Latest economic data published by a US-based Liberian group rates the regime of ex-president Charles Taylor as recording the highest growth or GDP of 106.28% with an average of 39.76% against five successive administrations, including President Ellen Johnson-Sirleaf.
The report published by the Liberia Institute of Public Integrity or LIPI for short, was compiled by a group of controversial individuals, including Liberia’s ex-Auditor General John Morlu, his former media officer Ernest Maximore, Aloysius Toe, Dan Saryee, former TRC Commissioner Massa Washington and former TRC Chairperson Cllr. Jerome Viedier, among others. It detailed that Liberia’s GDP grew annually under the Taylor regime by 106.28 from December 1997 to 31.89% in December 2002, ranking as the highest economic performer ever in the history of the country from the Tubman administration to present.
Comparatively, it revealed that Liberia’s annual GDP rate under Madam Ellen Johnson-Sirleaf grew by 7.80% in December 2006 to 7.20% by December 2013 with an annual rate of 7.16% far below the Taylor regime. The report has created room for debate, giving the characters involved in its compilation and the circumstances and period in which the various administrations served, including the current President.
John Morlu, whose work at the General Auditing Commission left much to be desire in terms of professional standards and best practices, eventually became a bitter political enemy of President Sirleaf, taking on the government in the press, generalizing that the Sirleaf administration was 10 times corrupt as then ex-interim chairman Charles Gyude Bryant few days after he took over as Liberia’s Auditor General.
Paradoxically, Aloysius Toe was a leading critic of the Taylor regime, accusing the government of corruption, lack of accountability, human rights abuse and bad governance, among others.
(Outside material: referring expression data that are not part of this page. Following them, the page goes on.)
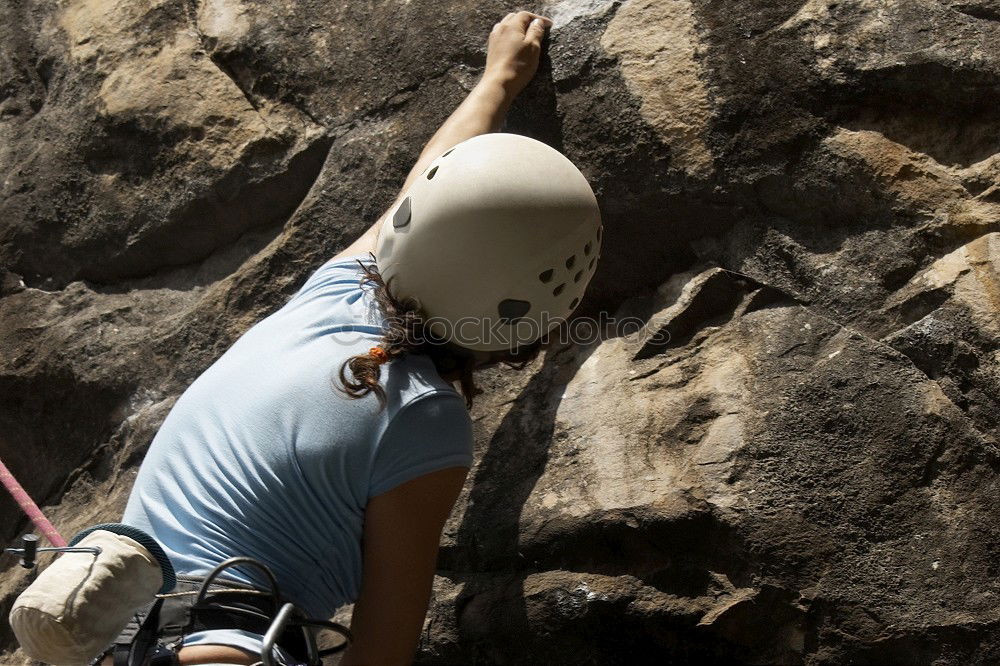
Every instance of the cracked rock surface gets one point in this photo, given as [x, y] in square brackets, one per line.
[793, 461]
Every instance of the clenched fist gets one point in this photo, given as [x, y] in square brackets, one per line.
[513, 49]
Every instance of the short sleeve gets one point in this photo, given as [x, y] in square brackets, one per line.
[333, 277]
[431, 433]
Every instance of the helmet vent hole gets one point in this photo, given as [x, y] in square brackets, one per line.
[402, 215]
[511, 309]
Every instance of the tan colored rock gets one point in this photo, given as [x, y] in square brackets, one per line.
[656, 42]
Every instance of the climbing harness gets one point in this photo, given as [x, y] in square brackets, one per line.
[115, 587]
[205, 603]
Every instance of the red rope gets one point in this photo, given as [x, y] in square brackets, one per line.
[30, 508]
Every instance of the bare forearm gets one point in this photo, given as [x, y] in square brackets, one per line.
[481, 112]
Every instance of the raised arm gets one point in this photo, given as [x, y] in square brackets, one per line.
[511, 61]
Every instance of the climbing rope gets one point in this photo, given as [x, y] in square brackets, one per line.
[30, 508]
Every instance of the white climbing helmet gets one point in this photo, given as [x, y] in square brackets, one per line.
[497, 241]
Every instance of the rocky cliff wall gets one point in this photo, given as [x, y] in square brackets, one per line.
[794, 462]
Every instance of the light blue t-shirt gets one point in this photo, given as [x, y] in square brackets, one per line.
[263, 456]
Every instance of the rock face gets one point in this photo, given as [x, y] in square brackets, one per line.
[793, 461]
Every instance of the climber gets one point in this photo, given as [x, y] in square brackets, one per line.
[328, 442]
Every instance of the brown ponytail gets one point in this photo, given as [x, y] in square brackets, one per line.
[404, 333]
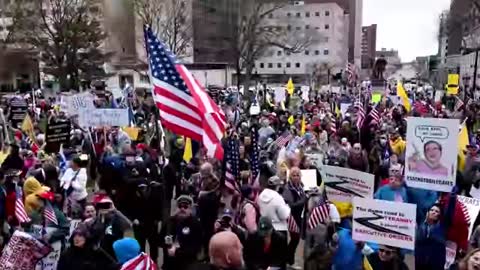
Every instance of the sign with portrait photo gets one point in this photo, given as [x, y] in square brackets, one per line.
[431, 155]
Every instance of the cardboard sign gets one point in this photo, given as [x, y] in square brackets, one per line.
[58, 132]
[104, 118]
[384, 222]
[18, 110]
[23, 252]
[429, 164]
[343, 184]
[309, 179]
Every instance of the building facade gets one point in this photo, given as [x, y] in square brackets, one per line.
[327, 23]
[369, 46]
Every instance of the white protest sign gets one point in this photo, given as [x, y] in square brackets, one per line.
[309, 179]
[344, 108]
[104, 117]
[472, 206]
[342, 184]
[279, 94]
[384, 222]
[78, 103]
[23, 251]
[429, 165]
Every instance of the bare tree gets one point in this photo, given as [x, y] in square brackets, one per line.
[254, 36]
[170, 20]
[67, 35]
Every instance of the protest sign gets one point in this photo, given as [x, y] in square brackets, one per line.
[58, 132]
[78, 103]
[471, 209]
[18, 110]
[104, 118]
[342, 184]
[344, 108]
[309, 179]
[23, 251]
[384, 222]
[428, 165]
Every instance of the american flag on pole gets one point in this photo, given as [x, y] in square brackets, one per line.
[20, 212]
[141, 262]
[49, 214]
[232, 167]
[185, 108]
[283, 139]
[319, 214]
[351, 73]
[254, 155]
[292, 225]
[360, 113]
[374, 114]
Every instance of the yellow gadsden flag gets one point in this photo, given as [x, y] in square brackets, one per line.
[187, 152]
[463, 141]
[403, 95]
[290, 86]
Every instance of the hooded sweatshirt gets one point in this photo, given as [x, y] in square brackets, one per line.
[273, 206]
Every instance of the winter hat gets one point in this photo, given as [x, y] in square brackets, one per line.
[126, 249]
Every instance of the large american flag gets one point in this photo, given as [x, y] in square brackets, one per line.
[319, 214]
[20, 212]
[185, 108]
[254, 155]
[232, 167]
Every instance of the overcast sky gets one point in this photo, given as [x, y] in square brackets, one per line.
[410, 26]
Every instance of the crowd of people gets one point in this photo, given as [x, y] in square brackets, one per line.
[111, 200]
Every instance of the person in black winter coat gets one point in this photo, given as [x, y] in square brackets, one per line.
[181, 237]
[265, 248]
[82, 255]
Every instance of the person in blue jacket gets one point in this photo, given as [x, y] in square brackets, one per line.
[395, 191]
[431, 236]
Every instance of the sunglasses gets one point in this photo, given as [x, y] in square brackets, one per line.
[385, 251]
[183, 206]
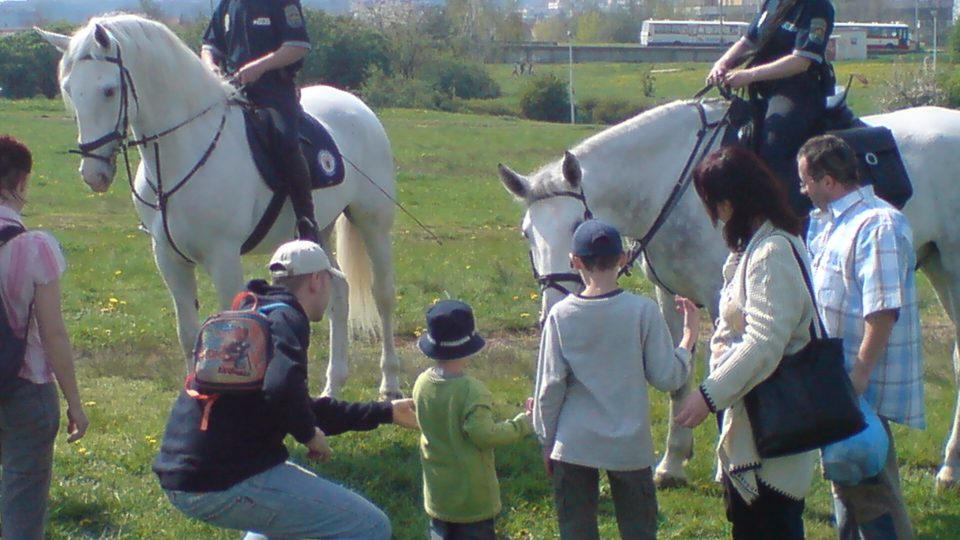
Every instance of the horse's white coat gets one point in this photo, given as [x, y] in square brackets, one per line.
[629, 170]
[212, 215]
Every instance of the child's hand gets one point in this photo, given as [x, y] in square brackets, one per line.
[404, 413]
[317, 447]
[691, 321]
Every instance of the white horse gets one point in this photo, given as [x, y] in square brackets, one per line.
[625, 174]
[125, 72]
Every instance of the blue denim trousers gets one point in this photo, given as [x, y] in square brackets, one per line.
[287, 501]
[29, 420]
[874, 509]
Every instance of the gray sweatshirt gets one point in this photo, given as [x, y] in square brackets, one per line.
[596, 356]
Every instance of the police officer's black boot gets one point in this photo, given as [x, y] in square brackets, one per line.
[298, 178]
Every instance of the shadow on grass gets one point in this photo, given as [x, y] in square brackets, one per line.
[73, 518]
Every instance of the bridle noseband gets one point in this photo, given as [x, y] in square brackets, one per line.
[121, 133]
[639, 246]
[553, 280]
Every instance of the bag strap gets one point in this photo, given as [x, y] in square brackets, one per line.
[6, 234]
[806, 280]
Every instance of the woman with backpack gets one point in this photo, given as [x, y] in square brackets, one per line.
[35, 354]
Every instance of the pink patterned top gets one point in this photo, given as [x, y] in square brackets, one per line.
[30, 259]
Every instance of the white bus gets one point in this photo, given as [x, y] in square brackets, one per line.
[880, 36]
[696, 33]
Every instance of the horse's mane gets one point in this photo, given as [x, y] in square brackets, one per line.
[624, 136]
[169, 58]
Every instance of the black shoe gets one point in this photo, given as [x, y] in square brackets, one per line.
[307, 230]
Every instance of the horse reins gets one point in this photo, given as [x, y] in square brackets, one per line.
[553, 280]
[121, 133]
[639, 247]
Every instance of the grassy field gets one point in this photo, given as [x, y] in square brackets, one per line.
[120, 318]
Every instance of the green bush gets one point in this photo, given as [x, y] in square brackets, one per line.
[382, 90]
[459, 78]
[545, 98]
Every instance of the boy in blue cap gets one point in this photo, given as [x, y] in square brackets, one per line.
[598, 350]
[455, 411]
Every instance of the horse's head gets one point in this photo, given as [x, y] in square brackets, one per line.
[95, 84]
[555, 206]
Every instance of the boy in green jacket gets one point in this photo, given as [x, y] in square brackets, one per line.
[460, 490]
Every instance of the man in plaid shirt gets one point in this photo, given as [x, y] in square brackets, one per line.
[863, 262]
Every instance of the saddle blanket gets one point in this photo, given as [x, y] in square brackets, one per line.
[880, 163]
[320, 150]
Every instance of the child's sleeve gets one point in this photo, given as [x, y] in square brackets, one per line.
[551, 385]
[480, 427]
[666, 367]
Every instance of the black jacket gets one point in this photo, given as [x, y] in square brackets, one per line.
[245, 433]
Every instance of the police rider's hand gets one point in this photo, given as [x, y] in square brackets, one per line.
[317, 447]
[717, 73]
[739, 79]
[250, 73]
[405, 413]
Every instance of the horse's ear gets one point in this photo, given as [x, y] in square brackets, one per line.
[515, 184]
[571, 169]
[60, 41]
[100, 34]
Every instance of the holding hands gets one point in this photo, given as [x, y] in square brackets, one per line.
[405, 413]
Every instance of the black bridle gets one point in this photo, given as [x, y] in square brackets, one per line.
[553, 280]
[120, 134]
[639, 247]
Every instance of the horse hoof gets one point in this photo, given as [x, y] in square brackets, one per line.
[946, 480]
[667, 480]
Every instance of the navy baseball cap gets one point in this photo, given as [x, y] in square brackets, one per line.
[594, 238]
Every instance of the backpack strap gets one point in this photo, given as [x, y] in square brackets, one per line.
[207, 399]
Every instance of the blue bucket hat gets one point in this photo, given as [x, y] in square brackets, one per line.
[451, 332]
[594, 238]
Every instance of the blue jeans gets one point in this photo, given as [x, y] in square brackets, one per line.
[287, 501]
[29, 419]
[874, 509]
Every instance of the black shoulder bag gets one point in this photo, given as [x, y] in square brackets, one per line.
[808, 402]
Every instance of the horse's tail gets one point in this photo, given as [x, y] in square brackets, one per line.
[355, 263]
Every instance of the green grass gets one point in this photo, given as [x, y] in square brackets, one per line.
[681, 80]
[120, 318]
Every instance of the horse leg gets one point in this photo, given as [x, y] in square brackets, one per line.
[670, 471]
[338, 365]
[374, 233]
[947, 286]
[181, 280]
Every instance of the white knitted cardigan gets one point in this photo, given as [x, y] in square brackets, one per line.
[753, 333]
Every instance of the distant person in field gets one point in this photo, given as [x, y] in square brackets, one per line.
[788, 80]
[262, 44]
[236, 473]
[455, 411]
[31, 264]
[598, 351]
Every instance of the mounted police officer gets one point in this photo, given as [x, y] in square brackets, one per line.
[262, 44]
[788, 79]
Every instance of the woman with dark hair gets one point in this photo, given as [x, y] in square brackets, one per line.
[30, 268]
[765, 313]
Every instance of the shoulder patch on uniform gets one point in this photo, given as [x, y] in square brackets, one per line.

Yet he is part of a report that has graded the same regime as the best economic performer in the history of Liberia. How possible was this when the Taylor regime was characterized by war-MODEL, ULIMO, and LURD; civil servants salary was less than US$20, while infrastructure development was abandoned for resource exploitation and merry-making.
Additionally, the Taylor regime saw no significant investment, as compare to the present administration which has recorded at least over US10 billion in investment, with an annual budget now over half a billion United States Dollar against Taylor’s less than US100 million.
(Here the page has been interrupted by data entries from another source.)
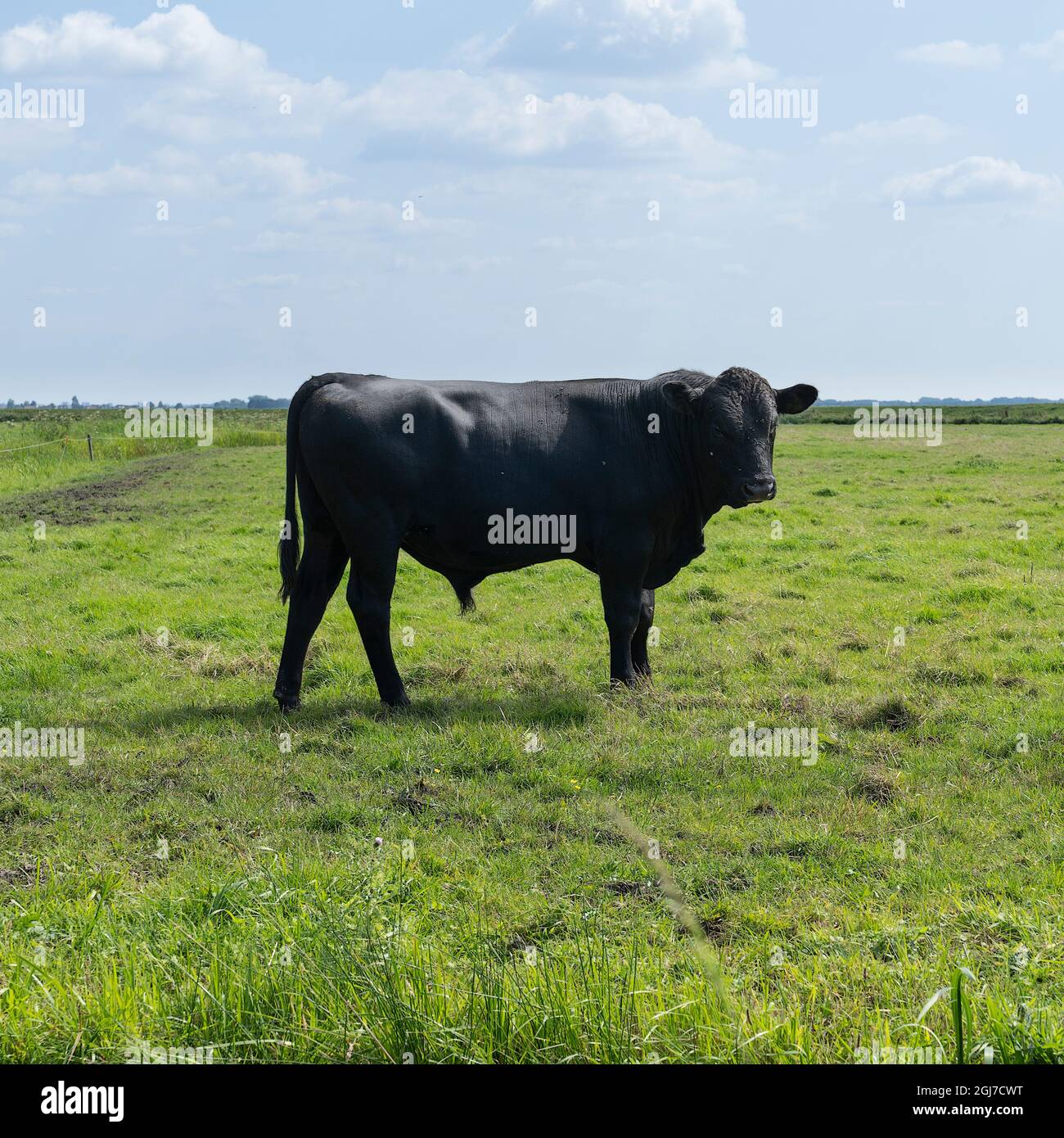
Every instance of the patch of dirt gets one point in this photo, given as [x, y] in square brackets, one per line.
[88, 504]
[629, 887]
[890, 712]
[877, 788]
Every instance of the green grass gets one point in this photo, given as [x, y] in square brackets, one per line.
[507, 914]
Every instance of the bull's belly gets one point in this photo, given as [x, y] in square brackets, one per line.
[458, 557]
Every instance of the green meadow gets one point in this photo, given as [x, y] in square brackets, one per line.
[527, 866]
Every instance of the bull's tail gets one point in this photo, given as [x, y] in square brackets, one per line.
[288, 548]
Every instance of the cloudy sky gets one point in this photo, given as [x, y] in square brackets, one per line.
[410, 180]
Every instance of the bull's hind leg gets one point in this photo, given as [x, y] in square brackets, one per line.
[320, 571]
[369, 594]
[640, 659]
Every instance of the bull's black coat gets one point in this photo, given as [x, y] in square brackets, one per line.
[443, 469]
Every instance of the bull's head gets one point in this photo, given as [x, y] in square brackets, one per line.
[735, 427]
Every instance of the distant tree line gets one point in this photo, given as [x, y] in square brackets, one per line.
[253, 403]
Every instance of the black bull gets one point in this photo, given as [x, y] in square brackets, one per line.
[470, 479]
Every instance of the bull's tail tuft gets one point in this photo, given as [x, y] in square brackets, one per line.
[288, 548]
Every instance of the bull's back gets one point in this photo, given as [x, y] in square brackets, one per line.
[472, 440]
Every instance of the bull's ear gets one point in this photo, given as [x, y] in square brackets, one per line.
[682, 396]
[792, 400]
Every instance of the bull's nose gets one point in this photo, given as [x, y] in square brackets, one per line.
[761, 490]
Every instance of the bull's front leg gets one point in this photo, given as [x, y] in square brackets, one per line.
[640, 657]
[623, 604]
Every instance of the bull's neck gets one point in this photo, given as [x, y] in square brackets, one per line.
[688, 460]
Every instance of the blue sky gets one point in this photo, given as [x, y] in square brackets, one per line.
[511, 210]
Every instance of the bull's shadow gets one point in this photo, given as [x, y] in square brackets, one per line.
[548, 707]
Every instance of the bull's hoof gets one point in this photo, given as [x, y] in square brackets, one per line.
[618, 682]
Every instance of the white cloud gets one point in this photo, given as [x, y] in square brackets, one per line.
[955, 54]
[212, 85]
[976, 178]
[910, 129]
[454, 111]
[629, 38]
[171, 172]
[287, 174]
[1052, 50]
[349, 215]
[119, 178]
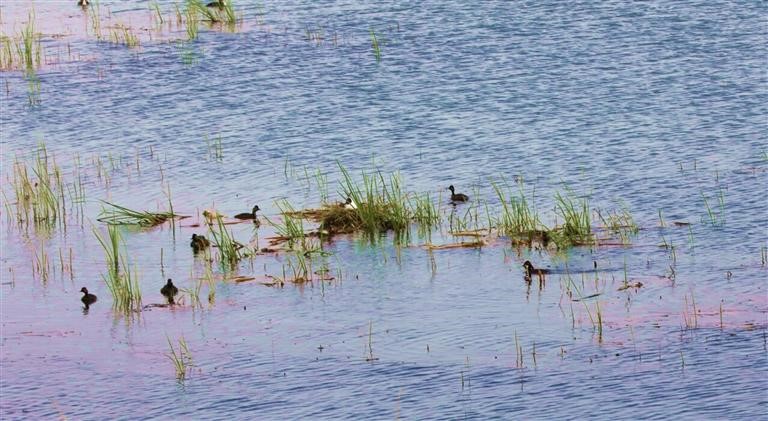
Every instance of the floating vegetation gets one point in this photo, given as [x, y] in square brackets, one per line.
[517, 216]
[40, 198]
[576, 228]
[120, 215]
[122, 283]
[375, 45]
[181, 358]
[229, 250]
[121, 34]
[381, 203]
[716, 217]
[620, 223]
[23, 52]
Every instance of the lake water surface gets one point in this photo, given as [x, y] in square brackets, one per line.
[657, 107]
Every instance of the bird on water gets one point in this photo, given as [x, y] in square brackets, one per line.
[457, 197]
[169, 291]
[248, 215]
[88, 298]
[530, 270]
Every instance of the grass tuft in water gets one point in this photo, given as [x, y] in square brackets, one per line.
[181, 358]
[122, 284]
[120, 215]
Lest we should forget, statistical data can become confusing and meaningless unless one understands the sample space from which conclusions are derived. The economy under Taylor as most Liberians are aware, including Toe himself, was singlehandedly directed from ‘white flower’ with foreign business cronies serving as benefactors at the detriment of the common people. Taylor placed the people under the illusion that with free and cheap food Liberia was socially and economically better. But in reality, the people were held in poverty and bondage, with prostitution taking over the society.
Perhaps what the report failed to capture is that unlike under the Taylor fiefdom when Liberia was treated as a personal property, the picture under Madam Sirleaf has widened with socio-economic development as top priority over personal luxury. Taylor never thought of repairing hydro, providing pipe borne water or paving roads and building bridges and health institutions, key priorities which when placed on the national development agenda of any nation, make growth to appear as insignificant.
We at the New Dawn believe that the authors this report should take a relook at the figures and redo the data and come up with a report that would reflect the reality taking into account factors add up to economic growth.